Microsoft is claimed to have lowered its Xbox One shipping forecast for 2013 due to poor yield rates on several of the console’s components. 

Digitimes reports that Chinese paper Economic Daily News has cited market watchers who claim Xbox One’s shipping forecast has dropped from 7 million units to 6.2 million.

It is claimed that poor yield rates are to blame. The Xbox One’s device’s camera module, optical disc drive and assembly are cited as key issues in the lowered forecast.

We’ve reached out to Microsoft for comment, so treat this as rumor for now.

Source: VG24/7


----------



## Mike Edwards (Mar 10, 2011)

oi vey


----------



## Ares (Nov 23, 2009)

I have the same sentiments, it seems every time you turn around MS has an issue real or not.


----------



## Mike Edwards (Mar 10, 2011)

Ares said:


> I have the same sentiments, it seems every time you turn around MS has an issue real or not.

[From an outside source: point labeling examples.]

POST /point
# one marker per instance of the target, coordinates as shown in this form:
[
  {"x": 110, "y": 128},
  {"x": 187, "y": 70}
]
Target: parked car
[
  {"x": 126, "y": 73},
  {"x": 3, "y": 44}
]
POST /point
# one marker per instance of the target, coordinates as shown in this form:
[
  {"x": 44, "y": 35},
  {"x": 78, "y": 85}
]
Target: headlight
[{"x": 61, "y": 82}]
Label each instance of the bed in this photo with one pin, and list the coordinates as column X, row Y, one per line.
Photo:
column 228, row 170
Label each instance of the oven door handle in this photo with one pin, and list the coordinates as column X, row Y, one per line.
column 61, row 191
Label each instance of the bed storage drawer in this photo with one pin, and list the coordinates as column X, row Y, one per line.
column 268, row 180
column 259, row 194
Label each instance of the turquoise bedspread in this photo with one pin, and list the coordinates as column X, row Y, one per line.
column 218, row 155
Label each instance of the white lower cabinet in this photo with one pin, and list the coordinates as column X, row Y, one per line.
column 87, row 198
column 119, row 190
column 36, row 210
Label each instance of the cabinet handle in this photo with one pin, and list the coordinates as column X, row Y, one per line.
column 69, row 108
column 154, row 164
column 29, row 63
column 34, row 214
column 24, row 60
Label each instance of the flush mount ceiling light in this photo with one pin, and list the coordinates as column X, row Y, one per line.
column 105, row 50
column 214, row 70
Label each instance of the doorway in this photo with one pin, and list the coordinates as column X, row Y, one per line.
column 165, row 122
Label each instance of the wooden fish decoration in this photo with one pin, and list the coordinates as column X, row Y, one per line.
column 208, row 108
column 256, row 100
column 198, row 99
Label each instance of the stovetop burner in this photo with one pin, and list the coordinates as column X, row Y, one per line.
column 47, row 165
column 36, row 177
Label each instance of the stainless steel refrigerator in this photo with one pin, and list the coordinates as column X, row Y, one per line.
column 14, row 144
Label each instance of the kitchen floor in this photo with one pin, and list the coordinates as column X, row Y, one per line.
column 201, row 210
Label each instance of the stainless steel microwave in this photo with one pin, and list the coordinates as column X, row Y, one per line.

They can't catch a break can they


----------



## Ares (Nov 23, 2009)

It appears that way, hopefully things will settle down and we can focus our attention on the real evil empire known as EA.....


----------



## Mike Edwards (Mar 10, 2011)

Ares said:


> It appears that way, hopefully things will settle down and we can focus our attention on the real evil empire known as EA.....


Lol. No one can forget the evil of EA


----------